Dedicado al señor de Renfe...
Me angustio. Miro alrededor buscando una solución a este embrollo. ¡En una hora comienza el evento de Antonio Gala, Quintero, la parrala en coche y yo acá varada en Sevilla como ballena marplatense! Me acerco desesperada a la boletería, pregunto si hay algo que me acerque a Almodovar del Río. El señor me mira raro ¿Y eso en dónde es? ¿Aquí en España? (Que lo parió…). Compro un boleto a Córdoba. Busco el andén y entro a la formación. Me siento intentando parecer impasible no sé pa qué porque estoy que me comería un Willy Toledo!! Sigue lloviendo a cántaros. Miro por la ventana. El GPS dice que este tren me deja a MÁS DE VEINTE KILÓMETROS DE ALMODOVAR DEL RIO…

¿Y por qué me está pasando esto? Yo que soy siempre tan puntual ¿Es que no tengo que volver a ver a este loco? ¿Ya estuvo bien con el encuentro en su casa? Me vuelvo al hostal, ¿no? Corto por lo sano antes de terminar a los platós por el aire. Porque usted vio como es el asunto, tanto con los politicudos de turno como con el fulano: primero el idilio, luego el acostumbramiento y al final el despelote. ¡Que por qué pusiste la ropa ahí si te dije que me la tropiezo y la colina no es toda tuya, che! ¿Es que pensas que porque sos loco y simpático voy a andar yo levantándote los zapatos? ¡Y soltá el mando de la tele que ahora empieza Breaking Bad! ¿Breaking Bad? Pero yo quería ver el debate de Iglesia ademá hoy he levantao TUS SANDALIAS ESAS RASPOSAS QUE NO TE QUITA NUNCA ¡¿Rasposas?! ¿Rasposas mis sandalias?
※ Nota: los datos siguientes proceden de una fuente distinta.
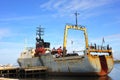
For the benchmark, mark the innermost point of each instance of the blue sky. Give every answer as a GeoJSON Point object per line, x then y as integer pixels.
{"type": "Point", "coordinates": [19, 19]}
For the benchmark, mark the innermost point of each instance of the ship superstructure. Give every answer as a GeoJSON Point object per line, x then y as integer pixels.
{"type": "Point", "coordinates": [97, 60]}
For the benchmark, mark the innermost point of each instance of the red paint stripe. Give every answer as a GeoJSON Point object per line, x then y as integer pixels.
{"type": "Point", "coordinates": [104, 66]}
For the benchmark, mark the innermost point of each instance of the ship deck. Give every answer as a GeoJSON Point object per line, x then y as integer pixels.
{"type": "Point", "coordinates": [23, 72]}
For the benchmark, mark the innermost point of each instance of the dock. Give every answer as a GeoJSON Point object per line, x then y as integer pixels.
{"type": "Point", "coordinates": [18, 72]}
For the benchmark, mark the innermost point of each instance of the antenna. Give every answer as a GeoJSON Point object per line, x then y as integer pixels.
{"type": "Point", "coordinates": [76, 15]}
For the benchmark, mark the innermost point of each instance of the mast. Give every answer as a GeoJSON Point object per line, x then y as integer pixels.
{"type": "Point", "coordinates": [76, 15]}
{"type": "Point", "coordinates": [39, 34]}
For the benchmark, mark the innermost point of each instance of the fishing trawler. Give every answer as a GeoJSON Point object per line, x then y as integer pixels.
{"type": "Point", "coordinates": [59, 62]}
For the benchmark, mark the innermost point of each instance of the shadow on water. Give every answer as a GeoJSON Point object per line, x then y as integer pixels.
{"type": "Point", "coordinates": [68, 78]}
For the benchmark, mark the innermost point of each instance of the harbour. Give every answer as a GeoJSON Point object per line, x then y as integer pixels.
{"type": "Point", "coordinates": [114, 75]}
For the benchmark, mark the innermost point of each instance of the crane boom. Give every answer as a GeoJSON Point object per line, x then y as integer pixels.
{"type": "Point", "coordinates": [67, 27]}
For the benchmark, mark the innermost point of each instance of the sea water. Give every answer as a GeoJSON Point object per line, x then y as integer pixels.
{"type": "Point", "coordinates": [113, 75]}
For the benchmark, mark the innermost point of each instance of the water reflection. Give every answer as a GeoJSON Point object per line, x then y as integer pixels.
{"type": "Point", "coordinates": [70, 78]}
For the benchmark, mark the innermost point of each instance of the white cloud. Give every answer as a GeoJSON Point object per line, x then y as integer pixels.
{"type": "Point", "coordinates": [65, 6]}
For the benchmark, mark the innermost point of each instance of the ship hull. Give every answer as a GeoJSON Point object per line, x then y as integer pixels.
{"type": "Point", "coordinates": [77, 65]}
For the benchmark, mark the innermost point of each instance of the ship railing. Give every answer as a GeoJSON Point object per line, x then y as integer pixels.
{"type": "Point", "coordinates": [98, 47]}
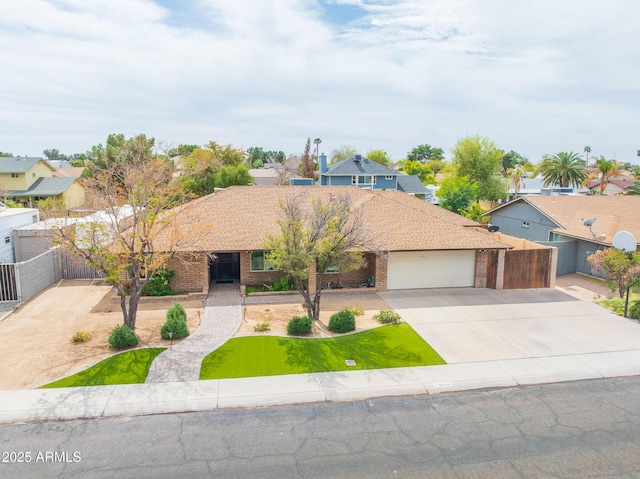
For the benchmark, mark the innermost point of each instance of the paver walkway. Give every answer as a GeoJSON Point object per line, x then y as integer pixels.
{"type": "Point", "coordinates": [222, 318]}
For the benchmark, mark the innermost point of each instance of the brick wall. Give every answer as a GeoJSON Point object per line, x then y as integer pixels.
{"type": "Point", "coordinates": [380, 271]}
{"type": "Point", "coordinates": [192, 275]}
{"type": "Point", "coordinates": [482, 258]}
{"type": "Point", "coordinates": [255, 277]}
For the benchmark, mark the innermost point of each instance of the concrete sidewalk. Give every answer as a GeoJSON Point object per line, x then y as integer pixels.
{"type": "Point", "coordinates": [176, 397]}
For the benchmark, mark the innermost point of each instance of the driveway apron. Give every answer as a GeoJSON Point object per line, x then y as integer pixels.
{"type": "Point", "coordinates": [222, 318]}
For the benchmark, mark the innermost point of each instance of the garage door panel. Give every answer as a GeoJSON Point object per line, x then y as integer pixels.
{"type": "Point", "coordinates": [431, 269]}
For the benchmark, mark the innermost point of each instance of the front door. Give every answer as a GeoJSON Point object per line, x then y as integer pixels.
{"type": "Point", "coordinates": [225, 268]}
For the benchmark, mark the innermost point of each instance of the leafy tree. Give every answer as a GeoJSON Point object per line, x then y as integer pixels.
{"type": "Point", "coordinates": [121, 249]}
{"type": "Point", "coordinates": [480, 160]}
{"type": "Point", "coordinates": [512, 159]}
{"type": "Point", "coordinates": [563, 168]}
{"type": "Point", "coordinates": [425, 153]}
{"type": "Point", "coordinates": [421, 170]}
{"type": "Point", "coordinates": [457, 193]}
{"type": "Point", "coordinates": [603, 170]}
{"type": "Point", "coordinates": [342, 153]}
{"type": "Point", "coordinates": [311, 230]}
{"type": "Point", "coordinates": [214, 166]}
{"type": "Point", "coordinates": [307, 166]}
{"type": "Point", "coordinates": [181, 150]}
{"type": "Point", "coordinates": [379, 156]}
{"type": "Point", "coordinates": [622, 269]}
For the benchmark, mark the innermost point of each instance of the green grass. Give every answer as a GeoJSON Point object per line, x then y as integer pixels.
{"type": "Point", "coordinates": [391, 346]}
{"type": "Point", "coordinates": [130, 367]}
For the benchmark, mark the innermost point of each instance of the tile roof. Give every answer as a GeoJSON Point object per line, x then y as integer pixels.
{"type": "Point", "coordinates": [237, 219]}
{"type": "Point", "coordinates": [612, 214]}
{"type": "Point", "coordinates": [19, 164]}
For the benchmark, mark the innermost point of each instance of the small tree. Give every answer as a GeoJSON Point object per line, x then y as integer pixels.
{"type": "Point", "coordinates": [620, 268]}
{"type": "Point", "coordinates": [325, 233]}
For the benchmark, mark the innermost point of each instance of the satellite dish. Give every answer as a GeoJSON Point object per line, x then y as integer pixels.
{"type": "Point", "coordinates": [624, 241]}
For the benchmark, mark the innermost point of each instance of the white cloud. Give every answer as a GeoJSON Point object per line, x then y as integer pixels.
{"type": "Point", "coordinates": [537, 77]}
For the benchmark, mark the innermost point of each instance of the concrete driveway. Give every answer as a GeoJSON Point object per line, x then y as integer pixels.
{"type": "Point", "coordinates": [469, 325]}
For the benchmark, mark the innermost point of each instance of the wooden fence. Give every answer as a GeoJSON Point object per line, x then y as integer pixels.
{"type": "Point", "coordinates": [529, 268]}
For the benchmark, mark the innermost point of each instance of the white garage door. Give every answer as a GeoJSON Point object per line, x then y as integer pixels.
{"type": "Point", "coordinates": [431, 269]}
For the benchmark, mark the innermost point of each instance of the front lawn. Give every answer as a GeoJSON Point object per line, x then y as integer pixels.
{"type": "Point", "coordinates": [391, 346]}
{"type": "Point", "coordinates": [130, 367]}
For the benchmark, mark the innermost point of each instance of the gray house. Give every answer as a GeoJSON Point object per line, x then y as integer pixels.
{"type": "Point", "coordinates": [563, 222]}
{"type": "Point", "coordinates": [364, 173]}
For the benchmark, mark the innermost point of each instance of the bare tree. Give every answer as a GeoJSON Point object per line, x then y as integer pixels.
{"type": "Point", "coordinates": [325, 234]}
{"type": "Point", "coordinates": [124, 247]}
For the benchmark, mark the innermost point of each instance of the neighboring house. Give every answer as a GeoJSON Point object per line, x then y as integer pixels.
{"type": "Point", "coordinates": [560, 221]}
{"type": "Point", "coordinates": [28, 180]}
{"type": "Point", "coordinates": [419, 245]}
{"type": "Point", "coordinates": [535, 187]}
{"type": "Point", "coordinates": [614, 186]}
{"type": "Point", "coordinates": [10, 220]}
{"type": "Point", "coordinates": [364, 173]}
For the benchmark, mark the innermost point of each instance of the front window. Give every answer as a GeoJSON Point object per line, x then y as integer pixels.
{"type": "Point", "coordinates": [259, 262]}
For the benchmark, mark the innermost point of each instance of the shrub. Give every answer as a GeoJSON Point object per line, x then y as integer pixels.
{"type": "Point", "coordinates": [81, 337]}
{"type": "Point", "coordinates": [122, 337]}
{"type": "Point", "coordinates": [176, 323]}
{"type": "Point", "coordinates": [177, 312]}
{"type": "Point", "coordinates": [283, 284]}
{"type": "Point", "coordinates": [355, 310]}
{"type": "Point", "coordinates": [634, 310]}
{"type": "Point", "coordinates": [299, 326]}
{"type": "Point", "coordinates": [342, 322]}
{"type": "Point", "coordinates": [158, 284]}
{"type": "Point", "coordinates": [387, 316]}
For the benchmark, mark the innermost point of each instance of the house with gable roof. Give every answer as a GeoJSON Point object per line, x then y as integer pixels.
{"type": "Point", "coordinates": [562, 222]}
{"type": "Point", "coordinates": [30, 179]}
{"type": "Point", "coordinates": [364, 173]}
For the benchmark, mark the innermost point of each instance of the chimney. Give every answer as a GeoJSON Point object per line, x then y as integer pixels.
{"type": "Point", "coordinates": [323, 163]}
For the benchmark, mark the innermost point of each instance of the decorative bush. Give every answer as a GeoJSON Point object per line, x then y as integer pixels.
{"type": "Point", "coordinates": [355, 310]}
{"type": "Point", "coordinates": [387, 316]}
{"type": "Point", "coordinates": [122, 337]}
{"type": "Point", "coordinates": [81, 337]}
{"type": "Point", "coordinates": [342, 322]}
{"type": "Point", "coordinates": [283, 284]}
{"type": "Point", "coordinates": [177, 312]}
{"type": "Point", "coordinates": [299, 326]}
{"type": "Point", "coordinates": [158, 284]}
{"type": "Point", "coordinates": [176, 323]}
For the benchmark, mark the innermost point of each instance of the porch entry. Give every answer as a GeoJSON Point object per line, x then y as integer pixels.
{"type": "Point", "coordinates": [224, 268]}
Ni me muevo del asiento. Porque son la frustración y la tenacidad aliadas las que llevan al escritor a encontrar su propia voz, y supongo que los mismos condimentos nos llevan a encontrar el para qué carajo vinimos a este mundo (como peludo de regalo). Hasta el final, me digo. El tren arranca. (Sigue en el 88, pinche acà y va)

Continuará...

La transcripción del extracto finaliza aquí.